Dans le débat public sur l’école au temps de la pandémie, j’ai lu et entendu qu’on se plaisait en certains milieux à dépeindre les directeurs d’école comme des personnes planquées derrière leur bureau, qui auraient trop insisté sur le suivi pédagogique des élèves à distance (« Le ministre a dit que c’étaient des vacances »), tâchant de mobiliser leurs équipes sur des idées simples, par exemple entrer en contact avec les enfants les plus vulnérables.

Cette posture est injuste. Elle dessert les personnes qui profèrent de telles énormités dans les médias, sans jamais être contredites, au moment même où on a besoin de toute la solidarité pour mettre en place le plan impossible que le ministre de l’Éducation impose aux écoles primaires du Québec.

Car il s’agit bien d’un plan impossible.

J’ai dirigé un collège pendant 12 ans, de 2002 à 2014. J’y ai vécu des événements générateurs de stress, lourds en charge émotive, mais jamais avec un tel degré d’intensité. Aussi suis-je rempli d’admiration devant la réactivité et le leadership des directeurs qui ont su assurer la continuité pédagogique et motiver leurs équipes en ces temps incertains. 
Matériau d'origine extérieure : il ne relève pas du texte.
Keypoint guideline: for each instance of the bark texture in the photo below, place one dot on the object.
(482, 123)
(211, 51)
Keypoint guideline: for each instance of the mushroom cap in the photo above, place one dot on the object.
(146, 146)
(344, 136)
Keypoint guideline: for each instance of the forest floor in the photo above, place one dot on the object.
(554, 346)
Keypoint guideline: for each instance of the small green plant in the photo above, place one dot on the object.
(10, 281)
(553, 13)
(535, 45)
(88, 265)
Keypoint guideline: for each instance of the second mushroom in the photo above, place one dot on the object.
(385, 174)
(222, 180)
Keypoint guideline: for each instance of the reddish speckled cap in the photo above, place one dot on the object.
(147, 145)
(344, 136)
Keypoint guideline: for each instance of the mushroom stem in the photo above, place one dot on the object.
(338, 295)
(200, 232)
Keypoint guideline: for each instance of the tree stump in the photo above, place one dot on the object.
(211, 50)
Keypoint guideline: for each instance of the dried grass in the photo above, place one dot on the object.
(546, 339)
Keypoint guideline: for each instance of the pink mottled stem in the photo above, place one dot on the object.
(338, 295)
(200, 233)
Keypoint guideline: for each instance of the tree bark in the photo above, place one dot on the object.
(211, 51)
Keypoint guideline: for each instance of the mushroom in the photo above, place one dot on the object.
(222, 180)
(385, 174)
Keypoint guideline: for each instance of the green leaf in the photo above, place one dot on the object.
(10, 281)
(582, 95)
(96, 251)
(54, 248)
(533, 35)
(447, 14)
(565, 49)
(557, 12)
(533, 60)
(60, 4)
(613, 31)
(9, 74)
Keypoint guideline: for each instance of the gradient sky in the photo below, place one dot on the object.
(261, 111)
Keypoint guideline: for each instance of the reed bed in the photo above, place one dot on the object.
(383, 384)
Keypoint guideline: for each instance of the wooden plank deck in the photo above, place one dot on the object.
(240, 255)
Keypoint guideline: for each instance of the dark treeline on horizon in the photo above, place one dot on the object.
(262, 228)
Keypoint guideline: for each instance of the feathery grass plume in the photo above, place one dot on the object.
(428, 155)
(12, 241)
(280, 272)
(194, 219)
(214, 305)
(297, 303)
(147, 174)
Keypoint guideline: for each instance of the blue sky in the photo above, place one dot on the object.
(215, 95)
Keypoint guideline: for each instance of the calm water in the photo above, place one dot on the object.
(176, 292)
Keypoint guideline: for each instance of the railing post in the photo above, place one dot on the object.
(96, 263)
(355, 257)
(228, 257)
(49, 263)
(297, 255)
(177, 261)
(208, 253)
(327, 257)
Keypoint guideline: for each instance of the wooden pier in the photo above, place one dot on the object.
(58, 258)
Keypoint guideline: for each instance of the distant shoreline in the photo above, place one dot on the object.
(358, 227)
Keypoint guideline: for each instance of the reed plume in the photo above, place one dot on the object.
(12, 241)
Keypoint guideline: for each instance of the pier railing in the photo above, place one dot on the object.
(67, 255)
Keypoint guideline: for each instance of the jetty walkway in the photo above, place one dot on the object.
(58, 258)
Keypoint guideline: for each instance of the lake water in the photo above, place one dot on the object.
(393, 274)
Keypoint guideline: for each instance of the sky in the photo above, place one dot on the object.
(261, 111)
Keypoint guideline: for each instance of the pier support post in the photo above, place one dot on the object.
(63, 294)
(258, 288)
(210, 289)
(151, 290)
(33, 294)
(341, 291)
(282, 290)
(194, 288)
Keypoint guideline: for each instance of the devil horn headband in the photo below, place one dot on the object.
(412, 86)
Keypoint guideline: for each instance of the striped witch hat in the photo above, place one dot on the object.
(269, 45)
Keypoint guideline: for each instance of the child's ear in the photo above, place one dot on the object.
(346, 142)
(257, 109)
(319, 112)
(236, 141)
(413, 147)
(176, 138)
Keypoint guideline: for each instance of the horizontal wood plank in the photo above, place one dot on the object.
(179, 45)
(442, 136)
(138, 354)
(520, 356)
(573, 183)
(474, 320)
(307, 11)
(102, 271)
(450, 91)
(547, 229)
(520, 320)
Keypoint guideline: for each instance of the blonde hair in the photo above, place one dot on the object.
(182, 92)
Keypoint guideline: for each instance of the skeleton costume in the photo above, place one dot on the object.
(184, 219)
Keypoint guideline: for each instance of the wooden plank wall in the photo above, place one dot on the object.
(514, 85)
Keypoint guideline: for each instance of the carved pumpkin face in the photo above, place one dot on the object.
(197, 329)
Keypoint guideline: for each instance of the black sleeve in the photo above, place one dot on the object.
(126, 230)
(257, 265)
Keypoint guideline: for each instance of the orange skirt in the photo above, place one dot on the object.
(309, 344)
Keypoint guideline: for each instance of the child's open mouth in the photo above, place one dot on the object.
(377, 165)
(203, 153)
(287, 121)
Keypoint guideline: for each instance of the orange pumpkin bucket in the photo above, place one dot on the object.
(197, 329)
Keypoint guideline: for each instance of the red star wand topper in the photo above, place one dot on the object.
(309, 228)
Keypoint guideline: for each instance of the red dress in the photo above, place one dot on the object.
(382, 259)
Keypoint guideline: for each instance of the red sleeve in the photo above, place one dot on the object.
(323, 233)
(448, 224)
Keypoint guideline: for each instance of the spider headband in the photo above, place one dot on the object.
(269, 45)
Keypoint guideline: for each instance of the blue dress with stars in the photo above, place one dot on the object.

Le retour à l’école risque de provoquer une pagaille monstre  ; plusieurs regretteront l’efficacité de la formule à distance présente dans plusieurs établissements grâce, justement, aux efforts et à la créativité déployés par les équipes-écoles.

Il faut alors craindre les effets délétères de la décision gouvernementale autant sur le plan des apprentissages que sur celui de la mobilisation des personnes.

Quinze élèves par classe. Distanciation de deux mètres et autres mesures sanitaires. Formule d’enseignement mixte : en présence et à distance. Gestion pédagogique dans l’urgence. Planification et évaluation des apprentissages essentiels. Encadrement particulier pour élèves en difficulté. Communications aux parents. Employés vulnérables : prière de rester chez soi. Cahiers des charges à respecter provenant du ministère de l’Éducation, de la Santé publique, de la CNESST ; des pages et des pages de consignes et de restrictions à donner le vertige. Course aux ressources financières. Cette dernière liste n’est pas exhaustive, tant s’en faut. J’y ajoute la préparation de l’année scolaire 2020-2021 et la rentrée de septembre.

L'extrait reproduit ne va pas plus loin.